LE BANC DES PUNITIONS

"3 000 Irakiens défilent à Baghdad et brûlent des drapeaux américains..." Il faut vraiment que ce pays soit exsangue et à genoux pour qu'il n'y en ait pas 300 000... Il faut vraiment que ces gens soient bien pacifiques - ou, plus probablement, à bout de souffle - pour qu'ils se limitent à brûler des drapeaux. Il faut que nous soyons bien apathiques - et bien domestiqués par une campagne inlassable de désinformation - pour que nous n'ayons pas au moins une grande sympathie pour ces gens qu'on a floués, écrasés sous les bombes, traités comme des cobayes pour l'essai de nouvelles armes, accusés de tous les crimes, volontairement affamés depuis 6 ans ... pour une poignée de dollars.

Dumont l'a dit, dans un livre écrit juste après la Guerre du Golfe: "Cette guerre nous déshonore". Nous, c'est notre civilisation occidentale sous gérance néo-libérale. Car il serait odieux de penser que seuls les "Américains" sont coupables. À Paris, à Londres, à Montréal..., nous somme tous partie prenante de cette horreur qui dure depuis 6 ans.

Que s'est-il passé, au juste, en Irak? Au départ, un pays plus moderne. plus progressiste que ses voisins: l'Irak. Son chef ? Saddam Hussein est, disons... semblable à ceux qui l'entourent; il n'y a pas d'enfants de choeur dans les présidences du Moyen-Orient. Mais Hussein est, à l'époque, marginalement plus acceptable aux USA que ses voisins Iraniens intégristes, de sorte qu'on ne se prive pas de l'aider à en tuer quelques uns. Pendant 8 à 9 ans. 100 000 enfants parmi les morts.

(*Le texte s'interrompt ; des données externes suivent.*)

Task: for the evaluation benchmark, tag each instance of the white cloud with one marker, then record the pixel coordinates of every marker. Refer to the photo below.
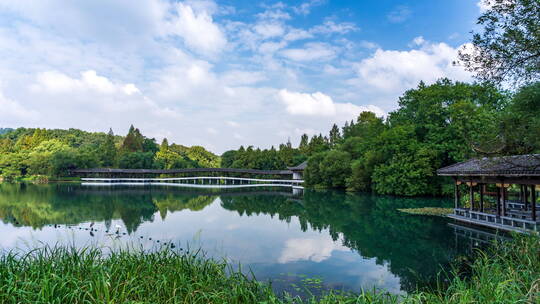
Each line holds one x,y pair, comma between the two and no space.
329,27
399,14
319,104
12,112
397,71
57,82
197,29
305,8
269,29
311,51
419,41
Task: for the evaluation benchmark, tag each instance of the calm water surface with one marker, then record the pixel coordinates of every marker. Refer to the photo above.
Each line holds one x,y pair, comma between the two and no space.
347,241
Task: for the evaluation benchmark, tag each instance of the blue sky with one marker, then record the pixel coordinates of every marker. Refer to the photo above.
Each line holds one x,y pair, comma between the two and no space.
221,73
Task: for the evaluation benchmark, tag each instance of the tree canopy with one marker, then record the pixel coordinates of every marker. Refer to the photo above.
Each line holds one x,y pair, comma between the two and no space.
53,153
508,47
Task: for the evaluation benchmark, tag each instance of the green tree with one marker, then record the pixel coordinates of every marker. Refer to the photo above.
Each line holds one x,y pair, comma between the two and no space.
133,142
335,168
521,121
508,48
334,136
108,150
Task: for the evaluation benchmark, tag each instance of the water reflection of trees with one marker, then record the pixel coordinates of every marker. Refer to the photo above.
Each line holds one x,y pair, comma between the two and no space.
40,205
414,247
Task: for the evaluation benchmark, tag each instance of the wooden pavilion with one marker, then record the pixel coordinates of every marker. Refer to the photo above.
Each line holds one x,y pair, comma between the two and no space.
497,192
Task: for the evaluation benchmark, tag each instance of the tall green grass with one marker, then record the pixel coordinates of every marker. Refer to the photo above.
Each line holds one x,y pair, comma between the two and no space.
508,273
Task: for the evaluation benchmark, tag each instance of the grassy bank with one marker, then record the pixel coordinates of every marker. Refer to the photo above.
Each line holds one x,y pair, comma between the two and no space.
509,273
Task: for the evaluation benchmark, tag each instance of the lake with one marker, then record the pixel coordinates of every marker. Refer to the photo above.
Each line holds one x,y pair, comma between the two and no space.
318,240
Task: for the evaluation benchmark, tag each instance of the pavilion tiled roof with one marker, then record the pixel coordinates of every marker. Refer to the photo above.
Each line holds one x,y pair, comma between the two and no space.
516,165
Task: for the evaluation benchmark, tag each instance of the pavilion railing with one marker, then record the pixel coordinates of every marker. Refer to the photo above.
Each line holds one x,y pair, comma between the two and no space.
495,221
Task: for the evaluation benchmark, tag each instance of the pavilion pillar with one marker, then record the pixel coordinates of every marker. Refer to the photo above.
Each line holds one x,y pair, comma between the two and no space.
456,195
504,200
499,198
482,186
526,193
471,194
533,201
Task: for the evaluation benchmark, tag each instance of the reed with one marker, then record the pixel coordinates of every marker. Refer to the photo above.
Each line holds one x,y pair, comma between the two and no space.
508,273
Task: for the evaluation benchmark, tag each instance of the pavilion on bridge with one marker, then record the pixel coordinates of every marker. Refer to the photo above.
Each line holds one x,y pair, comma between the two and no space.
497,192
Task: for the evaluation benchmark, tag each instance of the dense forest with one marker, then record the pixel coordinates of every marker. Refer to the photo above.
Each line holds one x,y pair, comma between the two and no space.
434,125
52,153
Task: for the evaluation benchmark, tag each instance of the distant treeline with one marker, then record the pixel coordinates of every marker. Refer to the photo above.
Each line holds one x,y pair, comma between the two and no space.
434,126
42,152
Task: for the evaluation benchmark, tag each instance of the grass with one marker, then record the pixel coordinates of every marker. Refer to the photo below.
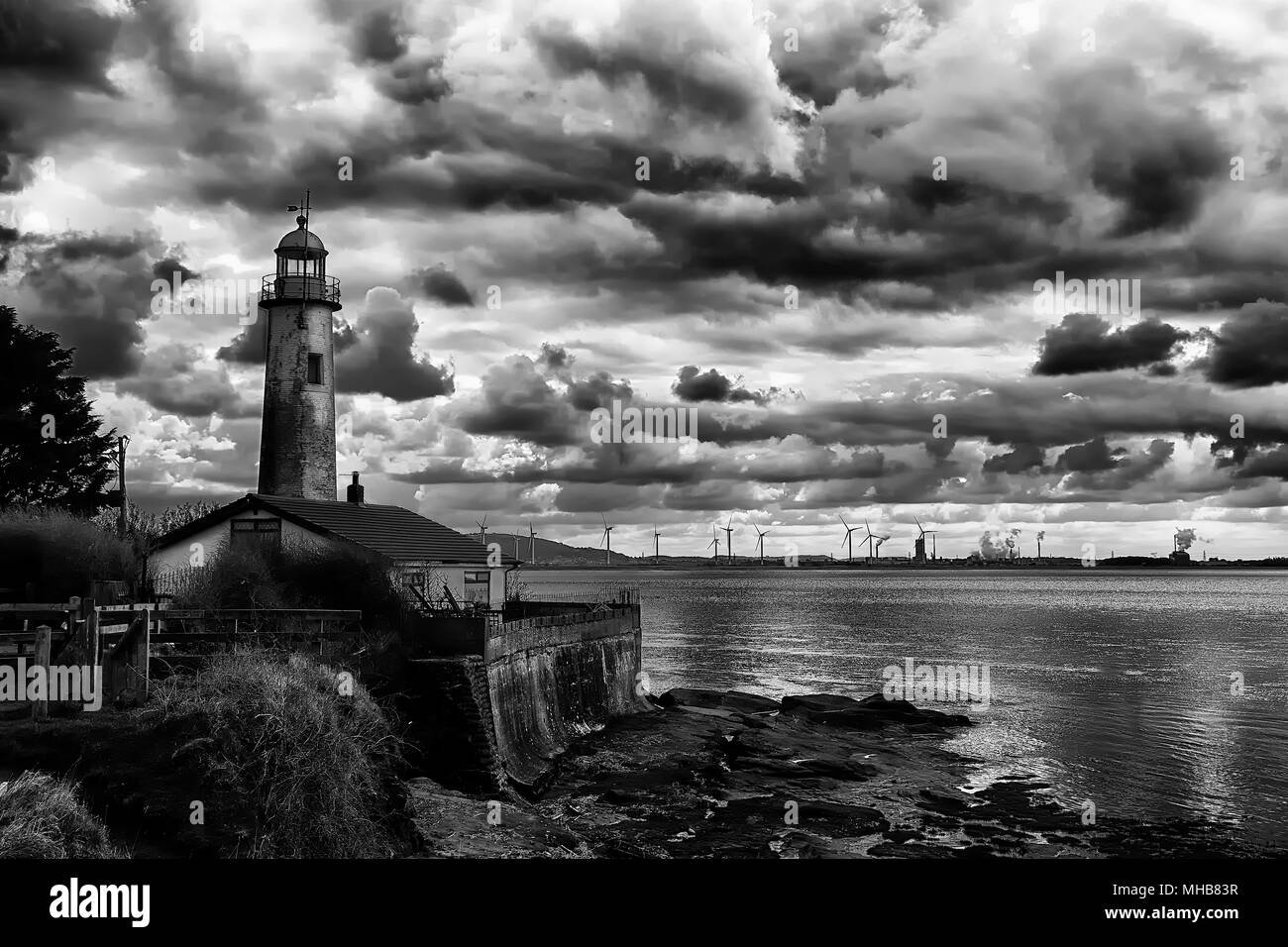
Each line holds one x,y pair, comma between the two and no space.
43,817
300,749
59,553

Pendant cette guerre entre l'Irak et l'Iran, il faut surtout retenir que le pétrole ne sort plus d'Iran. Une bénédiction pour les autres pays producteurs de pétrole... et les compagnies pétrolières, bien sûr. Car il y a trop de pétrole disponible, les prix chutent. Le système économique mondial ne fonctionne que si au moins un des producteurs de pétrole est au banc des punitions. Le premier mauvais garçon, c'est l'Iran. Mais est-ce assez ?

Apparemment non, puisque, suite à une conversation avec l'ambassadeur des USA, Hussein se sent encouragé à occuper le Koweit, un territoire qui a fait partie de l'Irak depuis des millénaires, mais dont les intérêts britanniques ont fomenté la sécession il y a quelques années pour mieux en contrôler la production. En pétrole à l'hectare, on ne fait pas mieux que le Koweit, de sorte que l'union du Koweit à l'Irak permettrait de financer les progrès de l'Irak, alors que l'argent du pétrole Koweitien - des dizaines de milliards de dollars - ne sert, c'est de notoriété mondiale, qu'à financer les outrances d'une seule famille princière.

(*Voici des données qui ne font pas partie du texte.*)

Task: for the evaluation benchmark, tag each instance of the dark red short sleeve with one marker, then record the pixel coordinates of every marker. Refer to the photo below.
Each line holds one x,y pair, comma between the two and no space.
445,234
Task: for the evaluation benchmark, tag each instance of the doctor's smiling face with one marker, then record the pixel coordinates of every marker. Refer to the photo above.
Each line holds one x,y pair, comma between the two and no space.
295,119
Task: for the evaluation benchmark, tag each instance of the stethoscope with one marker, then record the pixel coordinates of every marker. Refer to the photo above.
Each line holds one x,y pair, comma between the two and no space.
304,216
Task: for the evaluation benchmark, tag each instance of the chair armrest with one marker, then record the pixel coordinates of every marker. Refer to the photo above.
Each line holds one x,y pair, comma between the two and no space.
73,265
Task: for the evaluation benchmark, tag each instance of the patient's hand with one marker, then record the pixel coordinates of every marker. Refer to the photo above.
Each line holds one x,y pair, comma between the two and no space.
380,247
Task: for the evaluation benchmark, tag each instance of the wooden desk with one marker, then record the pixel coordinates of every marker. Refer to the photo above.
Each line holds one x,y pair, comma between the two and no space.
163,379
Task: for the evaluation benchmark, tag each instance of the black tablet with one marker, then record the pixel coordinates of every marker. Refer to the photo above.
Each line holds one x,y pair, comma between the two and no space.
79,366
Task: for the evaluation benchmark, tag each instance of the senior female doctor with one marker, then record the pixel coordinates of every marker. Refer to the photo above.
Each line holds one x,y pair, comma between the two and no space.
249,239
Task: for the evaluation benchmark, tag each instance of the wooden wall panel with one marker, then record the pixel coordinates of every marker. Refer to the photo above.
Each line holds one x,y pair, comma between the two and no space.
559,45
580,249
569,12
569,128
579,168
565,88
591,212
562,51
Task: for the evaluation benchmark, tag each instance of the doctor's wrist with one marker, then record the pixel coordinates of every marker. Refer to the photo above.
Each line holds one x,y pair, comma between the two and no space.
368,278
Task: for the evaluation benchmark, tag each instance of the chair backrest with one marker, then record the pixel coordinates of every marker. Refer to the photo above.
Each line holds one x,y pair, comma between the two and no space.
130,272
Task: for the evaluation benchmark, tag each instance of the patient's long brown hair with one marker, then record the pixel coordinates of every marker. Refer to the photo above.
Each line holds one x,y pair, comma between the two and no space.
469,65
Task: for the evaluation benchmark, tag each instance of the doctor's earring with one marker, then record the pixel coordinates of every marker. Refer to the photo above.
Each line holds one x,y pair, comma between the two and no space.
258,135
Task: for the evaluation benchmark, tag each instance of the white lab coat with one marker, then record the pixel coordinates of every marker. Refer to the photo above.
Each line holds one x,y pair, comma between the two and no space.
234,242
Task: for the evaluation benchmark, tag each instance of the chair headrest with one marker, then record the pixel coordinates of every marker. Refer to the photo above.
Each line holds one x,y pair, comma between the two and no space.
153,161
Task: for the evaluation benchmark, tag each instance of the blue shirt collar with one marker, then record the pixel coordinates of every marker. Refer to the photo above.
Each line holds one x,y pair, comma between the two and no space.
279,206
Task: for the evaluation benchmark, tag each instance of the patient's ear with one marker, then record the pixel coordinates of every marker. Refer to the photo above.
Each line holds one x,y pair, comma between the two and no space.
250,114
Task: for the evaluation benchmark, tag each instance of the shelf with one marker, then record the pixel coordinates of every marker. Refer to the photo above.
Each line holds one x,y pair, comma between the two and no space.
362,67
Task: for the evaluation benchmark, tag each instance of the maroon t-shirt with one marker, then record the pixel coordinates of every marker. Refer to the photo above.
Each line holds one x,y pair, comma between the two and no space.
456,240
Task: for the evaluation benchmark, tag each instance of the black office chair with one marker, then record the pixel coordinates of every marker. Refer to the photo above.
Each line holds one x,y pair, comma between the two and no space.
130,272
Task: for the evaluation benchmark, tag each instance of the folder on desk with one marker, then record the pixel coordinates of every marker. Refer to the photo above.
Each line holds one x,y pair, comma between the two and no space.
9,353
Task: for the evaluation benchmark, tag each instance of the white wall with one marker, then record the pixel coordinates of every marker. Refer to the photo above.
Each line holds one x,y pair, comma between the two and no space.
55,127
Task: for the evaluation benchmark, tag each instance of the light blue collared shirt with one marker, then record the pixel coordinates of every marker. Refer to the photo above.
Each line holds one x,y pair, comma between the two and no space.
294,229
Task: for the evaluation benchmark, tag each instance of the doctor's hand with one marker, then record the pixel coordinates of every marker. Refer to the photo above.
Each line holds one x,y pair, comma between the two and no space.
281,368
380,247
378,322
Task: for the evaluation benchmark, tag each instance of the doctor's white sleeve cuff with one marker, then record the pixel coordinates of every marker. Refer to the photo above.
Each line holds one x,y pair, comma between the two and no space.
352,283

Vas-y Saddam...! Mais c'était un piège.  L'Irak bien engagé au Koweit, c'est la campagne de l'indignation mondiale qui commence. On compare Hussein à Hitler, les princes Koweitiens deviennent les victimes et une force internationale de 500 000 soldats va parader dans le désert avec couverture médiatique bien contrôlée, pendant que les avions américains réduisent à néant, en bombardant l'Irak à plaisir, le travail et les espoirs de toute une génération irakienne.

Deuxième acte, on "libère" le Koweit. Remarquez que personne n'a demandé à la population koweitienne si elle ne préférerait pas devenir irakienne plutôt que de retourner à ses princes milliardaires pour lesquels elle n'a jamais voté. On libère et - surprise! - tous les puits de pétrole du Koweit sont incendiés. La faute des Irakiens, qu'on nous dit... sauf que ça fait aussi flamber les prix du pétrole. Quand je vois une saloperie quelque part, j'ai tendance à regarder d'abord à qui elle profite. Ici, ce ne sont pas des Irakiens qui en profitent: ce sont les compagnies pétrolières.

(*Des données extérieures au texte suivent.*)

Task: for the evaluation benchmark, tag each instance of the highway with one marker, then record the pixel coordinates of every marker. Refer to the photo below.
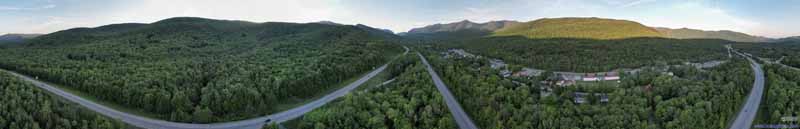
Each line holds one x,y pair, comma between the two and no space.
461,117
253,123
745,117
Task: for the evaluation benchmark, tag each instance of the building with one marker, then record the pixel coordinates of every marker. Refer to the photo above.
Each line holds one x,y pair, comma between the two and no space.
590,77
581,97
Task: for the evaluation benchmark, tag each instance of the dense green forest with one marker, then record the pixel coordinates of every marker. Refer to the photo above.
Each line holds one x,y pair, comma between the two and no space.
692,98
409,102
203,70
586,55
24,106
782,98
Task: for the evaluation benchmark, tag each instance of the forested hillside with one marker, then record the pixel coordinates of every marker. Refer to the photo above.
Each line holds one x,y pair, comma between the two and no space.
410,102
586,55
782,98
24,106
692,98
203,70
592,28
685,33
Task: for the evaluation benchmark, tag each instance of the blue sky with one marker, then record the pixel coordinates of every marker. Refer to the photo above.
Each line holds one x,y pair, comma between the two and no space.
772,18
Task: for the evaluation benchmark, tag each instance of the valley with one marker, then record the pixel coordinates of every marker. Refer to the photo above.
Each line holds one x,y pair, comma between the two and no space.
563,72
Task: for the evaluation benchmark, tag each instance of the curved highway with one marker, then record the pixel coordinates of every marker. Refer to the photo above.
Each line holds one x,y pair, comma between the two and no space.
253,123
461,117
745,117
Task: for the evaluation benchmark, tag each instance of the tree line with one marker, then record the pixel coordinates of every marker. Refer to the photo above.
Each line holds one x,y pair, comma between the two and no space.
24,106
202,71
410,102
690,98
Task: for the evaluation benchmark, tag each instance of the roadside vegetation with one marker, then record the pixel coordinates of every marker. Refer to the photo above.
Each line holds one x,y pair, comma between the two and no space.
410,102
782,98
690,98
24,106
202,70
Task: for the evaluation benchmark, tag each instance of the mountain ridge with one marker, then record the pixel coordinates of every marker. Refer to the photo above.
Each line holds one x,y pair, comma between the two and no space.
466,29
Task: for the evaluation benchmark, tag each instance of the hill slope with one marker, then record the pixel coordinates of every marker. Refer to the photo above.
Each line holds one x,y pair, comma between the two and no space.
16,38
685,33
592,28
203,70
462,25
457,30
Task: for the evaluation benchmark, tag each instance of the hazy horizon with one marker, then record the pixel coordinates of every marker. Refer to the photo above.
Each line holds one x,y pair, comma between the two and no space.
771,18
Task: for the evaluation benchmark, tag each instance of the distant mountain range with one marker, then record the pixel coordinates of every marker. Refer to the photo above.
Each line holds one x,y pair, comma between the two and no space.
17,38
685,33
593,28
463,25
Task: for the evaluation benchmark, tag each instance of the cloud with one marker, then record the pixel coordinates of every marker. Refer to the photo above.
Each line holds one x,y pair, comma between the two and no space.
8,8
635,3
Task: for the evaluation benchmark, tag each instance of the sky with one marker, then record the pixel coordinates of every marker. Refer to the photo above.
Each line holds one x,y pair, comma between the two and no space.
770,18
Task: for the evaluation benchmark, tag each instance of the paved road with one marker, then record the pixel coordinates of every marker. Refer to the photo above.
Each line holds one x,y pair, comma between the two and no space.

Troisième acte, l'armée internationale qu'on a déplacée à grand frais pour écraser Hussein... décide subitement de tourner bride et de ne pas prendre Baghdad alors qu'il ne reste plus de défense organisée devant elle. Généreux, n'est-ce pas? Sauf que si on avait abattu Hussein, il aurait fallu aider son successeur démocratique et laisser l'Irak exporter son pétrole. Avec Hussein toujours en place, et à blâmer pour n'importe quoi, on peut interdire à l'Irak d'exporter son pétrole et régulariser les cours. On fait aussi mourir de malnutrition quelques millions d'Irakiens, mais la démocratie avant tout, n'est-ce pas?... Et demain, il est déjà clair que ce sera le Nigeria ou le Venezuela au banc des punitions.

Un jour l'Histoire dira du bien de cette poignée d'Irakiens affamés qui ont encore la force de protester dans les rues de Baghdad et elle indiquera, pour qu'on puisse aller y cracher, où sont les tombes de ces salopards qui font la politique du pétrole. Mais nous n'en resterons pas moins déshonorés.